By Andy Labdon
Nine residents from Wadena recently agreed to be testers for an energy pilot project initiated by SaskEnergy.
The Tune-Up Assistance Program (TAP) is designed to assist low-income households to save money on energy costs. If successful, the program will eventually be rolled out to communities across Saskatchewan.
“When SaskEnergy contacted the town, we immediately recognized a great opportunity for citizens and we are glad to facilitate the application process,” said Cheryl Harmsworth, the town’s acting chief administrative officer. “Wadena is a community ‘where big dreams grow’ and an excellent place to pilot and launch new programs.”
“We chose Wadena because we have very good relations with our network members here, CNS Mechanical and Water World,” said Shannon Dota, of SaskEnergy’s corporate affairs.
As part of the pilot, selected residents received a home heating tune-up at no charge, plus the installation of a carbon monoxide alarm as an added safety measure. TAP also highlights the importance of cleaning or replacing a furnace. The inspections included the operation of the thermostat, inspection of the heat exchanger, blower operation, and air filter, to name a few out of list of a possible 22 checks and adjustments.

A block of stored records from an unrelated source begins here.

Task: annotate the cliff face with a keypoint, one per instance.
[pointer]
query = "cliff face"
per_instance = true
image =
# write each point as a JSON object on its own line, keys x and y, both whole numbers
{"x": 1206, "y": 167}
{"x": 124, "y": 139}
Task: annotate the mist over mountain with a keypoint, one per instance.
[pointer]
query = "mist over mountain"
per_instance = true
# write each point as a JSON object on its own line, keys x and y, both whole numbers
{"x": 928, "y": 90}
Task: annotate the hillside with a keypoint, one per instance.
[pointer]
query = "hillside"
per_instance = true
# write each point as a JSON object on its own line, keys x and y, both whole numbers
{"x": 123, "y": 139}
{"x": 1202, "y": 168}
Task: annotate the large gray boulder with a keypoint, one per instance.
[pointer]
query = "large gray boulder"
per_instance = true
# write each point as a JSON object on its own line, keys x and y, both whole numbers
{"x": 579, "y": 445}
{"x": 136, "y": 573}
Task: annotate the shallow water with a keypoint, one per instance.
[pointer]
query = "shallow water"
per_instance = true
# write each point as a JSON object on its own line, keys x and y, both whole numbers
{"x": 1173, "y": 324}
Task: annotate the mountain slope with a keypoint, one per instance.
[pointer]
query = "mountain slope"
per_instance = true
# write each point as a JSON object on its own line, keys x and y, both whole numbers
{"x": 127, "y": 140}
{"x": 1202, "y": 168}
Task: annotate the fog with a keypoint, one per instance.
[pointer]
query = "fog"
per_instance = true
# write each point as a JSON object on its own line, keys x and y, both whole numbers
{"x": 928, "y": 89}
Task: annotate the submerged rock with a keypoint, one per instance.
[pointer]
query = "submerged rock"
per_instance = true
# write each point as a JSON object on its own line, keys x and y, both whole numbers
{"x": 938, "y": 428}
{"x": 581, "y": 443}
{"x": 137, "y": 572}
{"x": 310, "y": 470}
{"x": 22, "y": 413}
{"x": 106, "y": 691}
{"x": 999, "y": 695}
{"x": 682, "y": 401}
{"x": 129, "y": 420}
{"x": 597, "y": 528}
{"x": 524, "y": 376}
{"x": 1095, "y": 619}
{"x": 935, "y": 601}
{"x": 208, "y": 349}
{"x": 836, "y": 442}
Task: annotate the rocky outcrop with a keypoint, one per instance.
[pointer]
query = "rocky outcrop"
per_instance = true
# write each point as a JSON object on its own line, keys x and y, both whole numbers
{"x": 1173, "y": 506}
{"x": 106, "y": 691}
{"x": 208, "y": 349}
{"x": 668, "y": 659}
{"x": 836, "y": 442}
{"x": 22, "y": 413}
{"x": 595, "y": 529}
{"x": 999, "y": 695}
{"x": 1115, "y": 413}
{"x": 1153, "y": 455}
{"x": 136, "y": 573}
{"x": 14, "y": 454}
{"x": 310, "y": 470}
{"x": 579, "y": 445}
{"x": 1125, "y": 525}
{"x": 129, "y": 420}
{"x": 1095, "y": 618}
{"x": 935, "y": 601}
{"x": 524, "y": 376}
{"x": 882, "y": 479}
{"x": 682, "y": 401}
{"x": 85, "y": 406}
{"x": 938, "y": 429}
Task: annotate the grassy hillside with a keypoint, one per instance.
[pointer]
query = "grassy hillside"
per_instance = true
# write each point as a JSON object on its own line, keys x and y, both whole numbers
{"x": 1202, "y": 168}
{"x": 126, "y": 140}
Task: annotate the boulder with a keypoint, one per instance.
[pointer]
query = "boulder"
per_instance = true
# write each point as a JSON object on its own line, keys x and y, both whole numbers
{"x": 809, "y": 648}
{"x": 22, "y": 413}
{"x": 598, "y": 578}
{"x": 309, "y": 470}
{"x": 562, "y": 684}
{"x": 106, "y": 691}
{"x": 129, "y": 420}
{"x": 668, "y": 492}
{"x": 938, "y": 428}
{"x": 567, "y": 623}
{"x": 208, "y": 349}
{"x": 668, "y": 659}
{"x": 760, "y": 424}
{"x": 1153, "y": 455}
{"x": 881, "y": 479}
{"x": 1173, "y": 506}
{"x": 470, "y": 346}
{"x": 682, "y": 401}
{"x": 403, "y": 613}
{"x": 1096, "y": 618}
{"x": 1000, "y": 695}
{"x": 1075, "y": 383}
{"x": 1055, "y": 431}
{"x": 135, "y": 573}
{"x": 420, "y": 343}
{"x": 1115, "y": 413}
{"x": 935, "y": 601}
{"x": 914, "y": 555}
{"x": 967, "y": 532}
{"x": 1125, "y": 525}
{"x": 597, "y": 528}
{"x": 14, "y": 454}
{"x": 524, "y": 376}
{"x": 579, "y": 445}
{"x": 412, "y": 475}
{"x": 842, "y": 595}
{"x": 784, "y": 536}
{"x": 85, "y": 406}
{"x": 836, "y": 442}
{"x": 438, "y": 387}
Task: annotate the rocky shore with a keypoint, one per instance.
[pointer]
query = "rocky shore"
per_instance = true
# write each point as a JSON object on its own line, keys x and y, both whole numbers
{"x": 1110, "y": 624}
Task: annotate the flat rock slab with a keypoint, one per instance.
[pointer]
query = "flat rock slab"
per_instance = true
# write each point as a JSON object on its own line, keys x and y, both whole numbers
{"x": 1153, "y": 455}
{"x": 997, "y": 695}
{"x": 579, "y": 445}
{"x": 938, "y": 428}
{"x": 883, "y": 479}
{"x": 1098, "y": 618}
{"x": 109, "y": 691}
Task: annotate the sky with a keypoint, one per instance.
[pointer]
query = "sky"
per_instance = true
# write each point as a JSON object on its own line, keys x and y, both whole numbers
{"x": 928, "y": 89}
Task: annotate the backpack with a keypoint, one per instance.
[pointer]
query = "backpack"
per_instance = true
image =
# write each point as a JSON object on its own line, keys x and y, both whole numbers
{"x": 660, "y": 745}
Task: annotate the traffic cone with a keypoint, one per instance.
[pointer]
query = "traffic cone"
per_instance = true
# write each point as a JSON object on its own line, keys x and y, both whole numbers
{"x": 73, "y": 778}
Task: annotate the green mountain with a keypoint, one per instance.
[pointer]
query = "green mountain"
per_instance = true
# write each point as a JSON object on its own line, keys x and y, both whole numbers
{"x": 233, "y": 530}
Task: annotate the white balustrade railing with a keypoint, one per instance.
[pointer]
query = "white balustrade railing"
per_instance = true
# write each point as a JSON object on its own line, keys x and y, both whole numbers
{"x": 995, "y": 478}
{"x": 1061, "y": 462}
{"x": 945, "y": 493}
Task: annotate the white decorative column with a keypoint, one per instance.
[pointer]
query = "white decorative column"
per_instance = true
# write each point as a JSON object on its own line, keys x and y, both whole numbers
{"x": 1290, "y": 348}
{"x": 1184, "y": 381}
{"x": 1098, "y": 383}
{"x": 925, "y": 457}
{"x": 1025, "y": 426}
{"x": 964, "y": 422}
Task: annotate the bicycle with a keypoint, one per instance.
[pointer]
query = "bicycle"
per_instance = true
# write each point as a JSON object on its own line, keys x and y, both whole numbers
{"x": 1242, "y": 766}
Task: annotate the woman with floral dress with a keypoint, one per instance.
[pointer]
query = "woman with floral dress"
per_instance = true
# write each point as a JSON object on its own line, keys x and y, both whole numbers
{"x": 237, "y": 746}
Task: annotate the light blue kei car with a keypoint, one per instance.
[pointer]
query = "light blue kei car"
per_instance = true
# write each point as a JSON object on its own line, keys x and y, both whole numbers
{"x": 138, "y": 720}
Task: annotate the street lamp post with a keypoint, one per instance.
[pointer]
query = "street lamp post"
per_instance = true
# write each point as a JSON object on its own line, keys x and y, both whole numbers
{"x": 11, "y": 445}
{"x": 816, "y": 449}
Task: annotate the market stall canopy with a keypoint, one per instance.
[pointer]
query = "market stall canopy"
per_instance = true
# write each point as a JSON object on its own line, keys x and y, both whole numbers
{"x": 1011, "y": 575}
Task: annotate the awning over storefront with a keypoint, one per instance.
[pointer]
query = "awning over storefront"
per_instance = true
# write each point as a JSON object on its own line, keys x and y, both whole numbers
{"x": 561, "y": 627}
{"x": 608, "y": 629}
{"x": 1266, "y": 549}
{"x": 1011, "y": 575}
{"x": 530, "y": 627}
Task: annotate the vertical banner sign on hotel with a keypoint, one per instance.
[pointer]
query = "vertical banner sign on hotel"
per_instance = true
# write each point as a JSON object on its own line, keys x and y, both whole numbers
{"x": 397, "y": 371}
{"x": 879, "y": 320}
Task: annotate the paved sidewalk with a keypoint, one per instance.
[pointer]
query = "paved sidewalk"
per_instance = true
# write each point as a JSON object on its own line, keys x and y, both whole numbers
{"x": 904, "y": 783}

“I thought it was a good idea and I am very happy with the result,” Debbie Bodnaryk, one of the nine selected customers told the News.
“I am very pleased with the offer and work,” said another selected homeowner, Marvin and Leslie Magraye, who moved to Wadena late 2015.
Linda Lawrence of SaskEnergy Customer Solutions said, “We want to raise awareness and promote the importance of furnace equipment and as part of a safety project, we will provide a natural gas and CO2 detector.”
“It is great to know that SaskEnergy network partners, CNS Mechanical and Water World, are active in bringing opportunities to our community, said Harmsworth. “I had a chance to meet the SaskEnergy representatives and the local network partners; their enthusiasm was inspiring. They see the potential of partnering with communities to empower citizens. I observed their keen interest in helping customers to reduce energy bills through best practices in energy efficiency, reducing environmental impacts and improving the overall safety of households. I heard from SaskEnergy that they experienced a very warm welcome from the program participants. A win-win all around,” said Harmsworth.
Over the years, SaskEnergy has rolled out several programs to reduce energy use. The Home Efficiency Program involved 2,600 households, while the Home Energy Legacy helped customers replace inefficient boilers. Now, the Tune-Up Assistance Program gives a full diagnostic inspection customers furnaces.